Note: Modifying controls may alter the level of risk and therefore the strength of the identification management processes. If this happens, it’s important to reassess the risk to make sure the identification management processes are at the right level
- modify the strength (assurance level) of identification processes
- share or transfer the risk to another party (not recommended)
- retain the risk by formally accepting it.
Choosing the appropriate risk treatment options
Choosing the appropriate risk treatment options involves balancing the cost and effort of implementation against the benefits.
A variety of risk treatment options can be implemented either individually or in combination with each other.

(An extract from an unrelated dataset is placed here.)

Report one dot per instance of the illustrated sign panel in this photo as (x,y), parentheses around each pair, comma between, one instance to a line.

Responsibility for implemented risk treatment options
It is important to identify and agree on an appropriate person to be responsible for and maintain the risk treatments that have been implemented for a service or transaction. This person must have the authority and ability to:
- get resources to effectively manage the risk treatment
- change the design of the service
- be accountable for the decision regarding the appropriate identification management assurance levels for each identification process.
- accept the untreated risk associated with the service.
Monitoring and reviewing identification risk
It is important to consistently monitor and review the identification risks for your service or transaction. This includes reviewing:
- how the service or transaction operates to check whether the controls and risk treatments are performing appropriately
- the identification risk assessment and identification management processes to make sure they still align with current standards and best practice.